Plusieurs mois après les États Généraux de l’Alimentation, l’Assemblée Nationale débat d’un nouveau projet de loi sur l’agriculture avec l’objectif annoncé d’améliorer les revenus des agriculteurs. Près d’un tiers d’entre eux, faut-il le rappeler, vivent ou plutôt survivent avec moins de 350€ par mois. A cette occasion, il me semble important de se remémorer deux séquences qui se sont déroulées il y a trois mois, assez révélatrices de la volonté politique de ce gouvernement passées les belles déclarations d’intention.
Flashback n°1
Samedi 24 février en visite au salon international de l’Agriculture le Président est pris à partie par un cheminot qui s’inquiète de la réforme à venir. Avec le ton abrupt qu’on lui connaît maintenant quand il s’adresse à ceux qui ne sont rien , Emmanuel Macron ose une comparaison hasardeuse « Je ne peux pas avoir d’un côté des agriculteurs qui n’ont pas de retraite et de l’autre avoir un statut cheminot et ne pas le changer ». Hasardeuse vraiment ? C’est en réalité une façon très habile de ménager les agriculteurs sans avancer de promesses concrètes tout en préparant l’opinion publique à l’agenda social à venir.
Opposer les français les moins bien lotis à ceux qui ont encore la tête hors de l’eau est une technique qui a fait ses preuves. « Salauds de privilégiés » qui peuvent encore s’acheter de la viande le dimanche. Soyons tous égaux dans la misère et la précarité , voilà notre futur avec ces gens !
On pouvait au moins espérer que les retraites des agriculteurs ne seraient pas utilisées comme simple faire-valoir des réformes-nécessaires-parce-que-vous-comprenez-messieurs-dames-y-a-la-dette. Sûr, Macron allait charger son gouvernement de s’emparer de ce dossier avec sérieux et conviction.
Flashback n°2
Moins de deux semaines après cette sortie était présenté au Sénat un texte de loi à l’initiative des parlementaires communistes sur la revalorisation des retraites agricoles. Ce texte avait été voté à l’unanimité de tous les groupes à l’Assemblée nationale puis adopté dans le même élan unitaire lors de son passage en commission sénatoriale mais pourtant il a été retoqué le 7 mars par la seule volonté du gouvernement qui a posé son véto comme l’article 44-3 de la Constitution lui en donne le droit.

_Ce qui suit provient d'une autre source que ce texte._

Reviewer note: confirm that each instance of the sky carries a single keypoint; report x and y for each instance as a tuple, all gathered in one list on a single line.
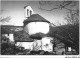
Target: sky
[(15, 9)]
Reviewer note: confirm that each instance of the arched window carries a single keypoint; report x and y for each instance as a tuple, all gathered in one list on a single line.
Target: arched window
[(27, 12)]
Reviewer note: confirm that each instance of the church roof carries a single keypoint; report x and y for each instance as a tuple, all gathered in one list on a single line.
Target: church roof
[(34, 18)]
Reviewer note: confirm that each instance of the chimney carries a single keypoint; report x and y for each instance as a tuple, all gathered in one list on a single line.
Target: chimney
[(28, 11)]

Que disait donc ce texte pour provoquer un tel recul ? L’idée générale était de porter la retraite minimum de 75 à 85%, du SMIC, mesure qui aurait dû grandement bénéficier aux femmes exploitantes qui ont bien souvent les plus petites retraites. Il est vrai que la proposition préconisait le financement de cette augmentation par une taxation de la spéculation boursière, une idée hérétique pour la Start Up nation.
Comme toujours avec les propositions émanant d’autres groupes, le gouvernement proposait de revoir cette proposition plus tard, selon son propre agenda. Le salon de l’Agriculture était passé, il devenait plus urgent de s’occuper du statut des cheminots que de la fameuse retraite des agriculteurs. En attendant ceux-ci ont de plus en plus de mal à faire face, au point que le taux de suicide dans le monde agricole est supérieur de 20 à 30% au reste de la population.
A dire vrai, il y eut un troisième mouvement. Dans le cadre de leur nouvelle niche parlementaire, le groupe CRCE (Communiste, Républicain, Citoyen et Écologiste) a représenté son texte devant le Sénat le 16 mai dernier.
Est-il vraiment nécessaire de détailler ce qu’il en est advenu ?
L’histoire ne dit pas si Emmanuel Macron est fan de Jacques Dutronc, mais après avoir fait chanter « je retourne ma veste » à une grande partie de la classe politique l’année dernière, notre président et son orchestre marchent dorénavant sur l’air de « J’y pense et puis j’oublie » comme l’atteste l’actualité récente et les reculs sur le glyphosate ou la part des logements accessibles aux handicapés.